Hice lo que me ordenaba y ella forzó la pasta dentro de mi boca. Aquello resultó divertido para el grupo que nos rodeaba.
—Cómetelo. Trágalo —ordenó de nuevo.
La garganta me dolía pero hice lo que me ordenaba.
—Tu ama te ha alimentado —dijo la chica.
—Mi ama me ha alimentado —repetí.
—¿Cuál es tu nombre?
—Tarl —respondí.
Con fuerza salvaje golpeó mi boca haciendo que mi cabeza se ladeara de uno a otro lado.
—Un esclavo no tiene nombre.
—No tengo nombre —dije.
Empezó a dar vueltas a mi alrededor.
—Tienes los hombros anchos y eres fuerte, aunque estúpido —rió—. Te llamaré Bosko.
—Soy Bosko.
Hubo más risas.
—Mi Bosko —dijo ella riendo.
—Pensaba —dijo el hombre con la banda sobre la frente— que hubieras preferido tener un hombre como esclavo, uno que fuera orgulloso y no temiera a la muerte.

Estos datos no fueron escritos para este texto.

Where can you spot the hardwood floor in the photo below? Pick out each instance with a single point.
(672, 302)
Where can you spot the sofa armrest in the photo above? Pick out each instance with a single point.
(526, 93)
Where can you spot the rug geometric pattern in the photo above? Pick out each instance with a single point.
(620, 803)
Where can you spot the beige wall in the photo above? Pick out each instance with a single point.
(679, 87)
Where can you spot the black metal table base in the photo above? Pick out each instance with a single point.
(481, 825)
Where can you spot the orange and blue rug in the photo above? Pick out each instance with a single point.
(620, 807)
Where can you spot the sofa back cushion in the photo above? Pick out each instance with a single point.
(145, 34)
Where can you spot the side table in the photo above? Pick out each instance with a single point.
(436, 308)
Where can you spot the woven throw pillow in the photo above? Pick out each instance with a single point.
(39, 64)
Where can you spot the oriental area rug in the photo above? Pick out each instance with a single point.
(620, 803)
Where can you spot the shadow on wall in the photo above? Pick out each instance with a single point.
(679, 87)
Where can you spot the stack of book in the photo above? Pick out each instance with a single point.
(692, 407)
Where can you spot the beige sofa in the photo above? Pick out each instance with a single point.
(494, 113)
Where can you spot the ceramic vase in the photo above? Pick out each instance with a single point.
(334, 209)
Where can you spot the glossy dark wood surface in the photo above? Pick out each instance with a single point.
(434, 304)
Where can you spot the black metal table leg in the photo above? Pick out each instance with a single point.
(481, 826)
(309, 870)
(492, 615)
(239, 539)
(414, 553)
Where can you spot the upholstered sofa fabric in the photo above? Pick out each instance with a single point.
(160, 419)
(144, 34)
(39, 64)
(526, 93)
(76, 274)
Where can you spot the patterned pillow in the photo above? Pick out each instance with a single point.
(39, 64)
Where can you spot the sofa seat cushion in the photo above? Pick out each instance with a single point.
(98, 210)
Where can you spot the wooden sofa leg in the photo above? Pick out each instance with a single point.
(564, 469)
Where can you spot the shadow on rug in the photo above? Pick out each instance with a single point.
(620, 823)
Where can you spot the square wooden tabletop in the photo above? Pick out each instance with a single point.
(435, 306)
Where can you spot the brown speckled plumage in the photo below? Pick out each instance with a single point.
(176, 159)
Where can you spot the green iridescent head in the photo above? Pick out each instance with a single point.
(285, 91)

La chica me cogió por el pelo y tiró mi cabeza hacia atrás. Me miró a la cara.
—¡Cobarde y esclavo! —Me escupió.
Bajé la cabeza. Lo que había dicho era verdad. Había tenido miedo de morir y había escogido la esclavitud. Ya no podía ser un hombre. Me había perdido.
—Sólo sirves para ser esclavo de una mujer —dijo Ho-Hak.
—¿Sabes qué voy a hacer contigo? —preguntó la chica.
—No —respondí.
—Dentro de dos días tendrá lugar el festival y te subiré a la tarima como recompensa para las chicas —dijo riendo.
Hubo más risas y gritos de placer.
Mi cabeza y hombros se desplomaron hacia delante. Temblaba de vergüenza. La chica giró y ordenó con orgullo:
—Sígueme, esclavo.
Luché hasta conseguir ponerme en pie, para diversión de todos los cultivadores de rence. Tambaleándome seguí a la chica que era mi ama y a la que pertenecía.